I remember being at my Aunt Beanie’s house several years ago, right before she died. I was milling around the living room looking at the artwork, and the pictures displayed on the baby grand piano that was once my grandmother’s. I was mesmerized by the beautiful wedding portrait of Beanie at age twenty-five and much less mesmerized by the 8×10 eighth grade school portrait of me. The offending photo was in a sterling silver frame and placed prominently on the piano. I said “Beanie may we please replace this photo of me? It’s hideous!” The bad hair, the braces, the yoke neck sweater, it was not my best effort. While she agreed the picture wasn’t great, she said she loved it and under no circumstance was I to change it. I asked her why she loved it so much and I’ll never forget her words. She said, “Because the photo is from a time before the world got to you.” Wow, that stopped me in my tracks! I looked at the photo again and she was right. There I was, my goofy grin, crazy hair and ugly sweater, innocent and naive. It was before the boy next door broke my heart, before a close friendship soured, before my parent’s temporary separation. It was the me that loved to make art, ride horses, read great books and whose enormous colonial style dollhouse was under constant renovation.

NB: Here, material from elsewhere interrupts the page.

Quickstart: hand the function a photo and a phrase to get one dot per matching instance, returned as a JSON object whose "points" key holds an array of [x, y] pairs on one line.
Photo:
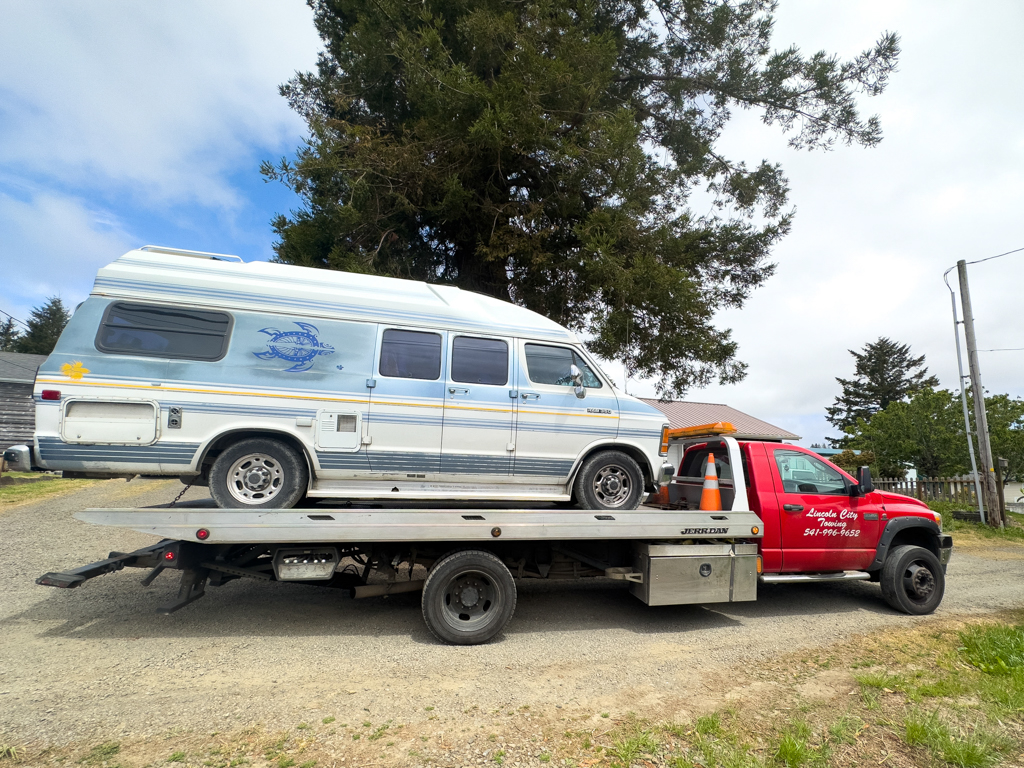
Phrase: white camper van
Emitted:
{"points": [[271, 383]]}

Not too long after that, my mother was cleaning out her home and giving some things away. She sent me a 3×5 picture of me at age 7 in a faded red velvet frame. This girl had an even crazier smile, another terrible haircut and this time I was wearing my favorite green and white striped turtleneck. I looked so happy and carefree in the picture; and I can remember I was. That little girl loved riding bikes, sleeping out under the stars, swimming, playing games, puppies, and making forts in the woods behind my house.
It got me thinking; what happened to those girls? And how can I get them back? I believe that when we are born we are closest to who we really are; and as time goes on, and if we are not consciously aware we can move really far from who we are at our core. Often we learn how to become insecure and not good enough. We want to blend in, not stand out. We grow up and come up against pressures we didn’t know existed and they take a toll on us. Some people don’t like the way we live or what we do. They criticize and we second guess ourselves. And all of this leads to quieting that little girl, that preteen girl. And it makes us unhappy.
I can’t say what made me think this, but when I was looking at 7 year old me, I said I want to be her. I want to go back to that happy, carefree girl. I didn’t know at the time when I spoke those words years ago that it would lead me on a journey back to myself. And like most journeys there were ups and downs, challenges and discoveries. I had to release all the blocks that kept me from her; hurts and disappointments among other things, and I had to rediscover and reconnect with the things I loved. After a while with great pleasure I did! And in the end I found her; and I celebrated her and I will never sacrifice her well being for anyone or anything ever again.
It’s time for a new photo in a new frame; me with a big grin but with great hair, wearing a fabulous blouse!